Re: [PATCH rfc 3/4] percpu: on demand chunk depopulation

From: Dennis Zhou
Date: Mon Mar 29 2021 - 15:22:34 EST


On Wed, Mar 24, 2021 at 12:06:25PM -0700, Roman Gushchin wrote:
> To return unused memory to the system schedule an async
> depopulation of percpu chunks.
>
> To balance between scanning too much and creating an overhead because
> of the pcpu_lock contention and scanning not enough, let's track an
> amount of chunks to scan and mark chunks which are potentially a good
> target for the depopulation with a new boolean flag. The async
> depopulation work will clear the flag after trying to depopulate a
> chunk (successfully or not).
>
> This commit suggest the following logic: if a chunk
> 1) has more than 1/4 of total pages free and populated
> 2) isn't a reserved chunk
> 3) isn't entirely free
> 4) isn't alone in the corresponding slot

I'm not sure I like the check for alone that much. The reason being what
about some odd case where each slot has a single chunk, but every slot
is populated. It doesn't really make sense to keep them all around.

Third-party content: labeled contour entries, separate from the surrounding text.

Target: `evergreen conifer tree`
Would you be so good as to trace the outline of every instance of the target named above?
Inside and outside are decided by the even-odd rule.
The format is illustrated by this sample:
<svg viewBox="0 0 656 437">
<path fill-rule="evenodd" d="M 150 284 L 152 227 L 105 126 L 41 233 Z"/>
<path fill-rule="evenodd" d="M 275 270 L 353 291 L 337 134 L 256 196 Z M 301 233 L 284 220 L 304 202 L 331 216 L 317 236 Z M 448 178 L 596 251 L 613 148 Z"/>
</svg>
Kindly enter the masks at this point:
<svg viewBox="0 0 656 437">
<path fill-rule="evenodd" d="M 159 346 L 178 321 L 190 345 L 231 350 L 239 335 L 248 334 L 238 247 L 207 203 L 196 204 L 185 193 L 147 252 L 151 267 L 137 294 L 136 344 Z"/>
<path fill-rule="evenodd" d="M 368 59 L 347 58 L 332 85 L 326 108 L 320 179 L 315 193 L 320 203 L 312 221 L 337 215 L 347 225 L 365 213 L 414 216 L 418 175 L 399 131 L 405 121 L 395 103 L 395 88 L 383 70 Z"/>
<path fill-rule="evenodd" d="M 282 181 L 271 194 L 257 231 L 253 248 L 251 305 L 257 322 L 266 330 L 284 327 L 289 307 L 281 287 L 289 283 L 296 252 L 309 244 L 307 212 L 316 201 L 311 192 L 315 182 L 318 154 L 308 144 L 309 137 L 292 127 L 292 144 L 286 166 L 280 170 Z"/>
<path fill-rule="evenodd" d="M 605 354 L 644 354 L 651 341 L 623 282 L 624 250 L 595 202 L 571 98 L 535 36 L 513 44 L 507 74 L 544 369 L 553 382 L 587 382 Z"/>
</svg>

I think there is some decision making we can do here to handle packing
post depopulation allocations into a handful of chunks. Depopulated
chunks could be sidelined with say a flag ->depopulated to prevent the
first attempt of allocations from using them. And then we could bring
back a chunk 1 by 1 somehow to attempt to suffice the allocation.
I'm not too sure if this is a good idea, just a thought.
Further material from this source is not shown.